5. The optical system according to any of claims 1 to 4, characterized in that the substrate layer is made of a transparent optical plastic or optical glass; the hologram element is made by forming a photosensitive material on a transparent optical plastic or optical glass.

6. The optical system of claim 5, wherein the second subsystem further comprises a projection optical system disposed between the display unit and the second holographic element.

7. The optical system according to any one of claims 1-4, further comprising a controller connected to the light source and the display unit for controlling the turning on and off of the light source and the display unit.

8. The optical system of claim 7, further comprising an imager connected to the controller, the controller controlling the imager to be turned on and off, the imager being an infrared imager or a low-light imager;

and the controller processes the image acquired by the imager and transmits the processed image to the display unit.
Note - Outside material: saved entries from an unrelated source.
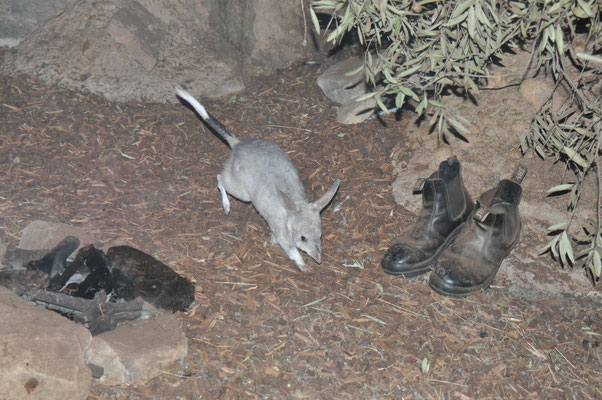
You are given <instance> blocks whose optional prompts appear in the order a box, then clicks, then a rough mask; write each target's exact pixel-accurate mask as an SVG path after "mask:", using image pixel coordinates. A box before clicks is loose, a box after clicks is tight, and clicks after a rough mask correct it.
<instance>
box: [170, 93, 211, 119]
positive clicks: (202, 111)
mask: <svg viewBox="0 0 602 400" xmlns="http://www.w3.org/2000/svg"><path fill="white" fill-rule="evenodd" d="M176 94H177V95H178V97H179V98H181V99H183V100H186V102H187V103H188V104H190V105H191V106H192V108H194V110H195V111H196V112H197V113H198V114H199V115H200V116H201V118H203V119H204V120H205V121H207V120H209V119H210V118H211V117H210V116H209V113H208V112H207V110H205V107H203V105H202V104H201V103H199V102H198V100H197V99H195V98H194V97H192V95H191V94H190V93H188V92H187V91H185V90H184V89H182V88H181V87H179V86H176Z"/></svg>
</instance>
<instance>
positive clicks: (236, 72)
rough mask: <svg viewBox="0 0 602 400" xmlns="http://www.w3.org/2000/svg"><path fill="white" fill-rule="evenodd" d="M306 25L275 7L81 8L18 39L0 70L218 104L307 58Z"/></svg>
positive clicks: (262, 1) (154, 99)
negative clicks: (235, 94) (198, 96)
mask: <svg viewBox="0 0 602 400" xmlns="http://www.w3.org/2000/svg"><path fill="white" fill-rule="evenodd" d="M0 1H2V0H0ZM303 21H304V19H303V14H302V11H301V3H299V2H281V1H279V0H254V1H249V2H240V1H223V0H203V1H197V0H181V1H178V2H173V1H169V0H138V1H136V0H113V1H110V0H101V1H99V0H81V1H77V2H72V4H71V6H70V7H68V8H66V9H64V10H62V11H61V12H60V13H57V16H56V17H54V18H53V19H52V20H50V21H49V22H48V23H46V24H45V25H43V26H40V27H39V29H37V30H35V31H34V32H32V33H31V34H30V35H29V36H27V37H26V38H25V39H23V40H22V41H21V42H20V43H19V44H18V45H17V46H16V47H15V48H14V49H13V51H10V52H8V53H7V54H6V55H5V62H4V65H2V67H1V68H2V69H4V70H10V71H13V70H15V69H17V70H21V71H25V72H30V73H33V74H35V75H37V76H39V77H40V78H42V79H43V80H44V81H46V82H50V83H59V84H61V85H64V86H67V87H69V88H75V89H81V88H87V89H89V90H90V91H92V92H94V93H99V94H102V95H104V96H105V97H106V98H108V99H111V100H120V101H127V100H138V101H169V102H176V101H177V99H176V97H175V96H174V90H173V89H174V85H176V84H180V85H184V86H186V87H187V88H190V89H191V92H192V93H193V94H194V95H195V96H203V97H221V96H224V95H228V94H231V93H236V92H239V91H241V90H242V89H244V82H245V79H250V78H251V77H250V76H247V74H251V75H254V74H257V73H265V72H271V71H273V70H274V69H276V68H282V67H286V66H288V65H290V64H291V63H292V62H293V61H295V60H299V59H301V58H303V57H305V56H307V55H308V54H311V53H312V51H313V47H312V46H308V45H305V46H304V35H303V32H304V22H303ZM307 28H308V31H309V27H307ZM306 43H307V40H306ZM309 43H313V42H312V41H309Z"/></svg>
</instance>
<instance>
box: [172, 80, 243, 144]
mask: <svg viewBox="0 0 602 400" xmlns="http://www.w3.org/2000/svg"><path fill="white" fill-rule="evenodd" d="M176 94H177V95H178V97H179V98H181V99H183V100H186V102H187V103H188V104H190V105H191V106H192V108H194V110H195V111H196V112H197V113H198V114H199V115H200V116H201V118H203V121H205V122H206V123H207V125H209V126H210V127H211V128H213V130H214V131H215V132H216V133H217V134H218V135H219V136H221V137H222V139H224V140H225V141H226V142H227V143H228V146H230V148H232V146H234V145H235V144H236V143H238V142H239V140H238V138H237V137H236V136H234V135H233V134H231V133H230V132H228V130H227V129H226V127H225V126H223V125H222V124H221V123H220V122H219V121H218V120H216V119H215V118H213V116H212V115H211V114H209V113H208V112H207V110H205V107H203V105H202V104H201V103H199V102H198V101H197V99H195V98H194V97H192V95H190V93H188V92H187V91H185V90H184V89H182V88H180V87H176Z"/></svg>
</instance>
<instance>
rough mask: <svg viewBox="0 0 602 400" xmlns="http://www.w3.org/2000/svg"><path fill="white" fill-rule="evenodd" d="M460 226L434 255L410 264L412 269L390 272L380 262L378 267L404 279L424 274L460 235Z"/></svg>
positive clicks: (388, 270) (443, 243) (390, 274)
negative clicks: (380, 264)
mask: <svg viewBox="0 0 602 400" xmlns="http://www.w3.org/2000/svg"><path fill="white" fill-rule="evenodd" d="M462 225H464V223H463V222H462V223H461V224H460V225H458V226H457V227H456V228H455V229H454V230H453V231H451V233H450V234H449V235H448V236H447V238H446V239H445V241H444V242H443V243H442V244H441V246H440V247H439V248H438V249H437V251H436V252H435V254H433V255H432V256H430V257H429V258H427V259H426V260H424V261H421V262H419V263H416V264H411V267H412V269H408V270H406V271H392V270H390V269H387V268H385V266H384V265H383V264H382V262H381V265H380V266H381V268H382V270H383V271H384V272H385V273H386V274H388V275H392V276H403V277H404V278H413V277H415V276H418V275H422V274H425V273H426V272H428V271H429V270H430V269H432V267H433V264H434V263H435V262H436V261H437V259H438V258H439V257H440V256H441V253H443V251H444V250H445V249H447V247H448V246H449V245H450V244H451V242H453V241H454V239H455V238H456V236H458V233H460V229H461V227H462Z"/></svg>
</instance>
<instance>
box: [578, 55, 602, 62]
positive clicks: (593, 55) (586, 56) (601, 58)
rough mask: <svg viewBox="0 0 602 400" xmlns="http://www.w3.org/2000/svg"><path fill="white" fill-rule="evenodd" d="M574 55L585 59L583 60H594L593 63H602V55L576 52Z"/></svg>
mask: <svg viewBox="0 0 602 400" xmlns="http://www.w3.org/2000/svg"><path fill="white" fill-rule="evenodd" d="M575 55H576V56H577V57H578V58H580V59H582V60H585V61H591V62H595V63H602V57H598V56H594V55H593V54H587V53H576V54H575Z"/></svg>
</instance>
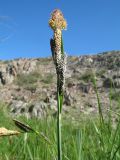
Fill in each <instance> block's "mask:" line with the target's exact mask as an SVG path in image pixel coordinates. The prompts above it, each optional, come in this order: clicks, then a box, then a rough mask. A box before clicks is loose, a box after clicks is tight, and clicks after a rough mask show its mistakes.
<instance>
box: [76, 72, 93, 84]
mask: <svg viewBox="0 0 120 160" xmlns="http://www.w3.org/2000/svg"><path fill="white" fill-rule="evenodd" d="M79 79H80V80H83V81H85V82H92V80H93V73H92V72H91V71H86V72H85V73H84V74H83V75H82V76H81V77H80V78H79Z"/></svg>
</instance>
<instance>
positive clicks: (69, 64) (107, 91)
mask: <svg viewBox="0 0 120 160" xmlns="http://www.w3.org/2000/svg"><path fill="white" fill-rule="evenodd" d="M93 81H94V82H96V86H95V84H94V83H93ZM96 90H97V92H98V94H99V98H100V104H101V107H102V109H103V112H107V109H108V108H109V107H110V106H112V107H113V108H114V109H116V108H117V109H119V104H118V101H119V98H120V51H111V52H104V53H101V54H97V55H89V56H78V57H73V56H69V57H68V58H67V71H66V87H65V98H64V107H63V112H64V113H65V114H67V115H68V116H70V117H71V116H72V118H74V117H75V116H77V117H79V116H80V115H93V114H96V113H97V111H98V103H97V96H96ZM0 101H1V102H4V103H6V104H7V106H8V108H9V111H10V113H11V115H12V116H19V115H25V116H27V117H29V118H31V117H38V118H41V117H42V116H45V115H48V114H53V115H55V113H56V109H57V108H56V103H57V102H56V74H55V68H54V64H53V61H52V59H51V58H37V59H15V60H11V61H0Z"/></svg>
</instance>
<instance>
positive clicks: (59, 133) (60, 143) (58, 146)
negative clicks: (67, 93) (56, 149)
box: [57, 76, 62, 160]
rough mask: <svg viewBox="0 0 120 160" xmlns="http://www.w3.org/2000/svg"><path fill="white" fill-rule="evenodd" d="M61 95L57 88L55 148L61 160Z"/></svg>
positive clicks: (57, 77) (59, 158) (61, 142)
mask: <svg viewBox="0 0 120 160" xmlns="http://www.w3.org/2000/svg"><path fill="white" fill-rule="evenodd" d="M57 83H58V84H59V76H58V77H57ZM61 105H62V104H61V95H60V94H59V88H57V106H58V114H57V142H58V143H57V148H58V160H62V142H61Z"/></svg>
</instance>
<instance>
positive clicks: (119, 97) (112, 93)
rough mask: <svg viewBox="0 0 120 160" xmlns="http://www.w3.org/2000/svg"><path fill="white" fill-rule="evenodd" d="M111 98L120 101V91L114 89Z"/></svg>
mask: <svg viewBox="0 0 120 160" xmlns="http://www.w3.org/2000/svg"><path fill="white" fill-rule="evenodd" d="M111 99H113V100H116V101H119V100H120V91H114V92H113V93H112V94H111Z"/></svg>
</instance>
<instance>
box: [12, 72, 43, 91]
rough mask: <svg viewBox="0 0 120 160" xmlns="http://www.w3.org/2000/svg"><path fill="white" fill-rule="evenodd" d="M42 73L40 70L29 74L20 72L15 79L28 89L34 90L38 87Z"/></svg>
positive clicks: (16, 83)
mask: <svg viewBox="0 0 120 160" xmlns="http://www.w3.org/2000/svg"><path fill="white" fill-rule="evenodd" d="M41 77H42V76H41V75H40V73H38V72H31V73H29V74H19V75H18V76H17V78H16V80H15V83H16V84H17V85H18V86H20V87H23V88H25V89H27V90H30V91H32V92H34V91H35V90H36V87H37V84H36V83H37V82H38V81H39V80H41Z"/></svg>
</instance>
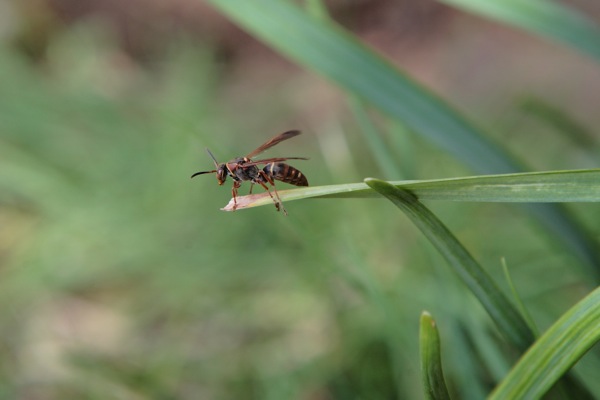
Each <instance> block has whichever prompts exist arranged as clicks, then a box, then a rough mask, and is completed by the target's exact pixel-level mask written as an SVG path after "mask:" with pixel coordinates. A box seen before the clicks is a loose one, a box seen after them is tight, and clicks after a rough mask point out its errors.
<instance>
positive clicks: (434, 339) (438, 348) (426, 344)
mask: <svg viewBox="0 0 600 400" xmlns="http://www.w3.org/2000/svg"><path fill="white" fill-rule="evenodd" d="M420 328H421V329H420V330H419V345H420V350H421V375H422V378H423V386H424V389H425V396H426V398H428V399H432V400H434V399H435V400H449V399H450V394H449V393H448V388H447V387H446V380H445V379H444V371H443V369H442V359H441V351H440V336H439V334H438V330H437V325H436V323H435V321H434V319H433V318H432V317H431V315H430V314H429V313H428V312H423V313H422V314H421V322H420Z"/></svg>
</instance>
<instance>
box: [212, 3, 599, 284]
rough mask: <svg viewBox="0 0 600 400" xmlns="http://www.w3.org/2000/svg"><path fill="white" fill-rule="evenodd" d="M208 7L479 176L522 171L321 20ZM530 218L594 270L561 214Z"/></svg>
mask: <svg viewBox="0 0 600 400" xmlns="http://www.w3.org/2000/svg"><path fill="white" fill-rule="evenodd" d="M209 2H210V3H211V4H213V5H214V6H215V7H216V8H218V9H219V10H220V11H222V12H223V13H224V14H226V15H227V16H228V17H229V18H231V19H232V20H233V21H234V22H236V23H237V24H239V25H240V26H241V27H242V28H244V29H246V30H247V31H249V32H250V33H251V34H252V35H254V36H255V37H257V38H259V39H260V40H262V41H263V42H264V43H266V44H267V45H269V46H271V47H273V48H274V49H276V50H277V51H279V52H280V53H281V54H282V55H284V56H286V57H288V58H289V59H291V60H293V61H295V62H297V63H298V64H299V65H301V66H303V67H306V68H308V69H311V70H313V71H315V72H317V73H318V74H320V75H323V76H325V77H327V78H328V79H330V80H331V81H332V82H335V83H336V84H338V85H339V86H340V87H342V88H343V89H345V90H346V91H348V92H349V93H350V94H352V95H354V96H356V97H358V98H360V99H362V100H364V101H366V102H368V103H369V105H371V106H373V107H375V108H377V109H379V110H380V111H382V112H384V113H385V114H387V115H389V116H391V117H392V118H394V119H396V120H397V121H400V122H402V123H403V124H405V125H406V126H407V127H408V128H409V129H410V130H411V131H413V132H415V133H417V134H419V135H422V136H424V137H425V138H427V139H429V140H430V141H432V142H433V143H435V144H437V145H438V146H439V147H441V148H442V149H444V150H446V151H447V152H449V153H450V154H453V155H454V156H455V157H456V158H458V159H460V160H462V161H463V162H465V163H466V164H469V165H471V166H472V167H473V168H474V169H475V170H477V171H478V172H480V173H507V172H515V171H518V170H521V169H522V168H521V167H520V165H518V163H517V162H516V161H515V160H514V159H513V158H512V156H510V155H509V154H508V153H507V152H506V151H505V150H504V149H503V147H502V146H500V145H499V144H498V143H494V142H493V141H491V140H490V139H489V138H488V137H487V136H486V135H485V134H483V133H482V132H481V131H480V130H478V129H477V128H475V127H474V126H473V125H472V124H471V123H470V122H468V121H467V120H466V119H465V118H464V117H463V116H461V115H460V114H459V113H457V112H456V111H455V110H454V109H453V108H452V107H451V106H450V105H449V104H448V103H446V102H444V101H443V100H441V99H440V98H439V97H437V96H436V95H435V94H433V93H431V92H430V91H429V90H427V89H425V88H424V87H423V86H421V85H420V84H418V83H417V82H415V81H413V80H412V79H410V78H409V77H407V76H406V75H404V74H402V73H401V72H400V71H399V70H398V69H397V68H395V67H394V66H393V65H392V64H391V63H390V62H388V61H386V60H384V59H383V58H382V57H380V56H379V55H377V54H376V53H375V52H373V51H372V50H371V49H369V48H368V47H366V46H365V45H364V44H362V43H361V42H360V41H359V40H357V39H356V37H354V36H352V35H351V34H349V33H348V32H346V31H345V30H343V29H342V28H340V27H339V26H338V25H336V24H334V23H331V22H330V21H329V20H328V19H327V18H323V17H319V18H316V17H312V16H310V15H309V14H308V13H306V12H304V11H303V10H302V9H300V8H299V7H297V6H294V5H293V4H291V2H288V1H283V0H253V1H230V0H209ZM313 8H314V7H313ZM313 14H314V12H313ZM533 215H535V216H536V217H537V218H538V219H539V220H540V221H542V222H543V223H544V224H545V225H546V226H547V227H548V228H549V230H550V231H551V232H552V233H553V234H554V235H555V236H556V237H557V238H558V239H559V240H560V241H561V242H563V243H564V245H565V247H568V248H569V250H570V251H571V252H573V253H574V254H576V255H577V256H578V257H579V258H580V259H581V260H583V261H584V262H585V264H586V265H587V266H591V267H592V268H597V267H598V266H599V265H600V259H599V255H598V252H597V250H596V247H595V244H594V243H593V242H592V241H591V240H590V238H589V237H588V235H587V234H586V233H585V232H584V231H583V230H582V228H581V227H580V226H578V225H577V224H576V223H575V222H574V221H573V220H572V219H570V218H569V217H568V215H566V214H565V213H564V212H563V210H561V209H560V208H557V207H556V206H553V205H546V206H545V207H543V208H542V209H541V210H539V211H536V212H534V213H533ZM594 272H595V270H594Z"/></svg>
9. The optical system according to claim 8, wherein the controller turns off the light source and turns on the display unit and the imager, the controller performing:

carrying out color processing on the image acquired by the imager to obtain a primary pseudo color image;

carrying out binarization reversal operation on a display scene to obtain a binarization image;

multiplying the preliminary pseudo-color image and the binary image to obtain a pseudo-color background;

adding the display scene and the pseudo-color background to obtain a final pseudo-color image;

the controller transmits the final pseudo-color image to the display unit.

10. The optical system of claim 9, wherein the controller performs image parallax transformation on the image captured by the imager such that the image obtained by the receiving surface of the imager is coincident with the image obtained by the ambient light directly transmitting the holographic element and the base layer on the retina of the human eye.